The music begins as dessert is served. Two men, each dressed in black, each tucking a stringed instrument under his chin, begin to play Johan Halvorsen’s Passacaglia from Handel’s Suite No. 7. The passacaglia is an interlude between instrumentally accompanied dances and songs, a form of baroque music said to have originated in Spain in the early 1600s. I sit there transfixed, feeling like nobility, watching bows flit across strings. When the piece is over, there’s vigorous applause.
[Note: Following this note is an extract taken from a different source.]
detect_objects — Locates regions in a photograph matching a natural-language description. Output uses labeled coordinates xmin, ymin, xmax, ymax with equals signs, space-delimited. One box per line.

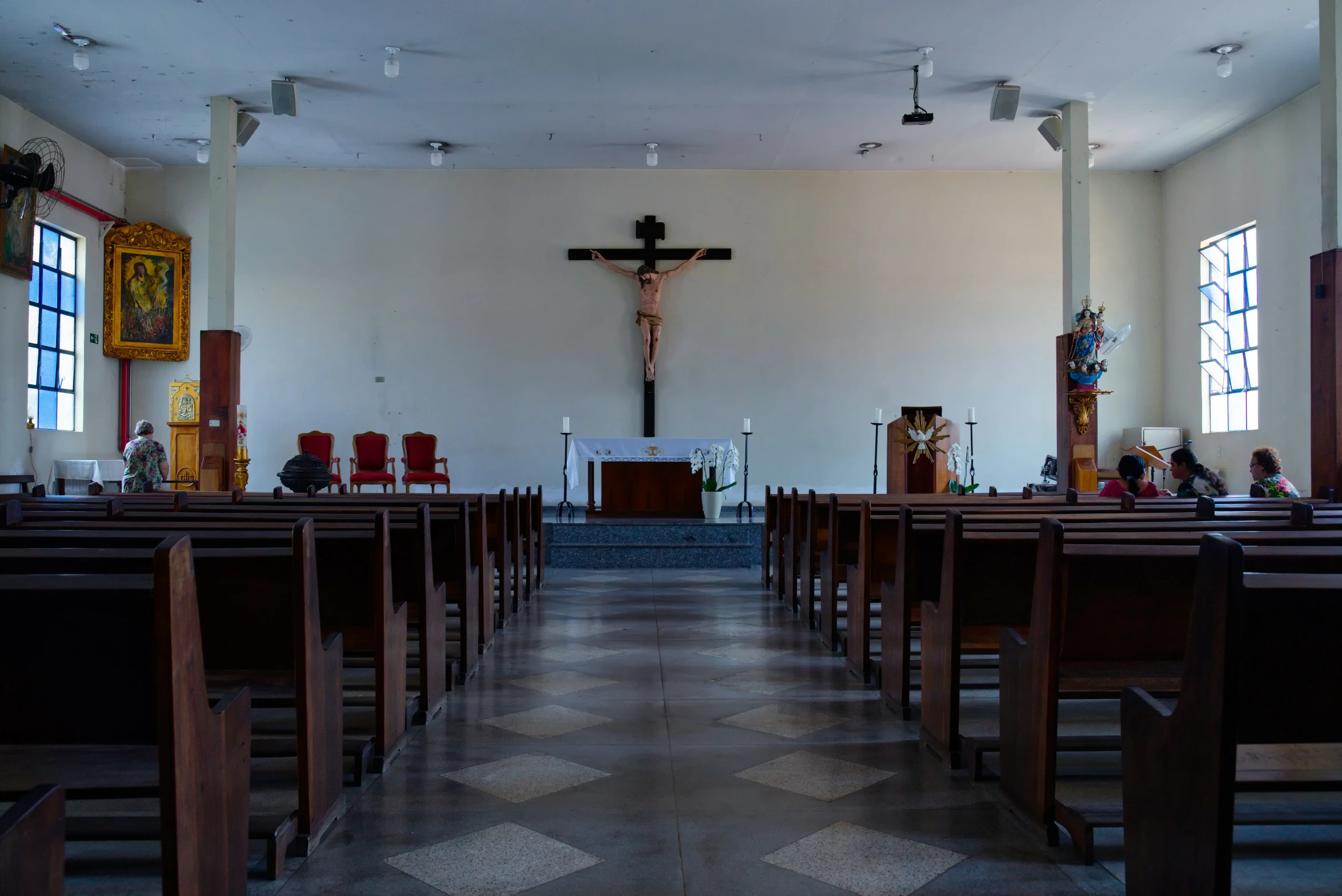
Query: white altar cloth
xmin=565 ymin=439 xmax=737 ymax=488
xmin=47 ymin=457 xmax=126 ymax=495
Associate Concertmaster Dovid Friedlander, a violinist, says, in an understated way, “Well, that was that,” and the restaurant crowd erupts in laughter.
And then, five musicians — two women, three men, all decked out in black — take their seats before their sheet music stands, each page white-hot beneath a mounted lamp. Two of them play violins, two play violas, and one plays the cello. They perform four versions of Mozart’s String Quintet No. 4 in G minor. I look around the room. Faces in the far recesses of the restaurant are blotted out by the dim light. Everyone is still, attention rapt, dessert uneaten, wine untouched. A woman, her eyes closed, is faintly smiling, as if in meditation. All of us feel it: the euphoria that comes when you’re witness to an exquisite performance, the kind that rises from the blissful mix of great food, great drink, and great music.
Classical music, up close
The N.C. Symphony began the Soundbites at the Pub series in 2008, performing at restaurants across the Triangle. “This is a great chance for our symphony musicians to perform music in an intimate setting, and to reach out to new audiences,” says Joe Newberry, director of communications for the symphony. The musicians themselves choose the pieces, with one of the performers introducing the music. That way, “the audience can hear why each piece was selected, and what it means to the artists involved,” Newberry says.
After the musicians take their bows and the audience rises for a standing ovation, I seek out Friedlander. Though we associate classical music with cavernous concert halls, he says, the pieces were originally written for settings like this one. “This is not too far from what they did during their time,” he says. “When Mozart walked in, he’d feel real comfortable sitting down at the bar.”
It’s the intimacy of the venue, the up-close, floor-level connection with the audience, that energizes Friedlander. “When you’re onstage, sometimes you feel a little bit of a disconnect because you’re farther away,” he says. “I like the fact that it’s more laid-back. People can eat a dessert, have a drink, relax, and watch the music. Chamber music, really, in its time, was like that.”
By night’s end, my self-consciousness has long worn off, and I feel a connection, a friendship, with everyone at my table — people I had never met before. It did feel like “a perfect night out with friends,” as the symphony’s website so invitingly puts it.
And no longer does the symphony seem so distant and august. It’s made up of youthful people who have Twitter handles and with whom you can sit down and have a beer. Their talent makes centuries-old music not only relevant, but also cool. It’s music both soaring and smooth, stimulating and soothing — music still powerful enough to pack them in at the pub.